Sebelum bisa menikmati listrik selama 24 jam, Puji mengaku hanya bisa menggunakan listrik di jam 6 sore sampai 12 malam.

“Dulu dari jam 6 sore sampai jam 12 malam jam 6 sore sampai jam 12 malam baru ada listrik baru ada listrik cuman baru dinyalakan di jam segitu. Setelah itu mati total semua karena kami tidak ada tambahan kayak tenaga surya, sekarang sudah bisa 24 jam,” ucap Puji.

Selain di bidang kesehatan, adanya listrik juga turut dirasakan di dunia pendidikan.

“Dunia pendidikan itu mereka sudah ujian bukan pakai kertas lagi, mereka sudah pakai computer,” lanjutnya.

Puji juga menceritakan mirisnya anak-anak sekolah sebelum ada listrik penuh di Distrik Mindiptana.

“Anak-anak yang saat itu sekolah di tahun itu ya mereka kesulitan gitu. Bahkan mereka mencari internet aja itu susah dan contoh gurunya kasih PR, mungkin mereka mencari informasi, karena disini kan gak ada toko buku kayak di Jawa kan ada toko buku ya, disitu kan mereka mencari informasi, kalau di Jawa gak ada informasi, mereka bisa cari bukulah, disitu kan tidak ada. Bahkan saat itu masih belum banyak yang memiliki hp android karena listrik yang terbatas.”

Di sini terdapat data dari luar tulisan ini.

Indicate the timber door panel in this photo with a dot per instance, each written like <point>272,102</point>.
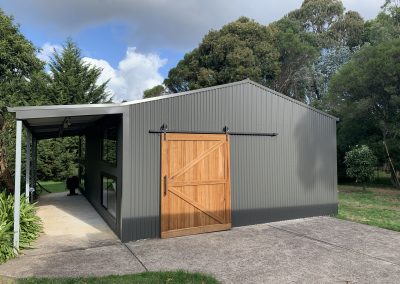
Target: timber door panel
<point>195,184</point>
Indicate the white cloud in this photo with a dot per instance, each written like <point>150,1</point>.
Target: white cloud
<point>158,23</point>
<point>134,74</point>
<point>47,50</point>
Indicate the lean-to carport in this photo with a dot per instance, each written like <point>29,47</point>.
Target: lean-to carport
<point>44,122</point>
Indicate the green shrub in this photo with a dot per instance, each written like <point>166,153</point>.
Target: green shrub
<point>360,164</point>
<point>30,225</point>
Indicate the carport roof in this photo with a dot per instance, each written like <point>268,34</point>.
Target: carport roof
<point>62,120</point>
<point>47,120</point>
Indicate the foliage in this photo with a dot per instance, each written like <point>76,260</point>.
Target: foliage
<point>22,82</point>
<point>239,50</point>
<point>386,26</point>
<point>296,55</point>
<point>297,49</point>
<point>368,85</point>
<point>170,277</point>
<point>374,206</point>
<point>156,91</point>
<point>360,163</point>
<point>73,80</point>
<point>30,225</point>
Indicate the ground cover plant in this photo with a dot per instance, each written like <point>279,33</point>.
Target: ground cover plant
<point>171,277</point>
<point>30,225</point>
<point>376,206</point>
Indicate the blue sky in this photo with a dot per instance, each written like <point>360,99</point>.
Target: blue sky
<point>138,42</point>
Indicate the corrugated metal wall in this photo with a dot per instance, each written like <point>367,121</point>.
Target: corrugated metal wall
<point>272,178</point>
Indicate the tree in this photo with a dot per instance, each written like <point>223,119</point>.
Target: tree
<point>22,82</point>
<point>370,83</point>
<point>360,163</point>
<point>74,81</point>
<point>239,50</point>
<point>297,49</point>
<point>386,26</point>
<point>156,91</point>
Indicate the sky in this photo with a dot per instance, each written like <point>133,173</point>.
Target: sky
<point>136,42</point>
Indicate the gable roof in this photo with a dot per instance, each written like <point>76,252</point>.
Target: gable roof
<point>246,81</point>
<point>97,107</point>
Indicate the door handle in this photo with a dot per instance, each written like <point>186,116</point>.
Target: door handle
<point>165,185</point>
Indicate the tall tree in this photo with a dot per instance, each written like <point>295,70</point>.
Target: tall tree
<point>370,83</point>
<point>74,81</point>
<point>241,49</point>
<point>22,82</point>
<point>386,26</point>
<point>156,91</point>
<point>297,50</point>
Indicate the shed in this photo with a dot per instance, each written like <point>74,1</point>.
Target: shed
<point>194,162</point>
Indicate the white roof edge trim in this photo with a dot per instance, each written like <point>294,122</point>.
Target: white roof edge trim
<point>293,100</point>
<point>169,96</point>
<point>55,107</point>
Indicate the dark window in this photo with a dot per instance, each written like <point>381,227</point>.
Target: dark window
<point>109,145</point>
<point>109,194</point>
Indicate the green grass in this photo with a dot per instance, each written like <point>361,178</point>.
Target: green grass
<point>173,277</point>
<point>376,206</point>
<point>53,186</point>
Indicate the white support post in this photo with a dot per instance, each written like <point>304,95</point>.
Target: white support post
<point>17,190</point>
<point>28,164</point>
<point>34,161</point>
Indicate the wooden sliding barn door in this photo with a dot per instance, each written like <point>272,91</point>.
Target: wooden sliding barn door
<point>195,184</point>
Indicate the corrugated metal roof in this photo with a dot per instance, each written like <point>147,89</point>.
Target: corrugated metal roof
<point>197,91</point>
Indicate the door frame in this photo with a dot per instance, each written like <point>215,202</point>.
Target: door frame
<point>164,162</point>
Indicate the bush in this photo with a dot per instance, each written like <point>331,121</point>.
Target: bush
<point>360,164</point>
<point>30,225</point>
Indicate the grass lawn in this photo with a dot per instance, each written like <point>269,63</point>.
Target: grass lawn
<point>53,186</point>
<point>173,277</point>
<point>377,206</point>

“Dengan perjalannya waktu, perjalannya tahun, itu pasti ada sudah ada perubahan sedikit-sedikit, walaupun kami tidak mempunyai toko buku ataupun apa, jadi anak-anak semakin pintar untuk mencari di internet dan segala macamnya,” imbuhnya.

Setelah kini listrik bisa diakses 24 jam, Puji mengaku jika banyak informasi yang dulu sulit didapatkan kini semakin mudah diakses.

“Iya sangat pesat, sangat pesat semua informasi yang tidak diketahui kini bisa dengan mudah diketahui karena adanya listrik, adanya jaringan, contoh kami dengan orang tua saja komunikasinya ya mungkin dulu jaringan susah itu komunikasinya sangat sulit, menanyakan kabar itu juga sangat sulit, nah tapi dengan adanya jaringan, adanya listrik, adanya semua-semua ini, langsung mau jadi mudah biarpun komunikasi setiap hari dengan orang yang jauh itu ada gitu, jadi apapun informasi yang terjadi di luar sana kami, walaupun kami terpencil di sini, di tempat ini kami sudah tahu, sudah tahu informasinya bahwa, oh iya ternyata ada kejadian ini di Jakarta, ada kejadian itu di Jawa, kejadian ini di mana, jadi kami jadi tahu, kalau dulu kami tidak tahu kan, belum ada jaringan, belum ada listrik, dengan berkembangnya ini kami jadi tahu informasi itu semua gitu,” pungkasnya.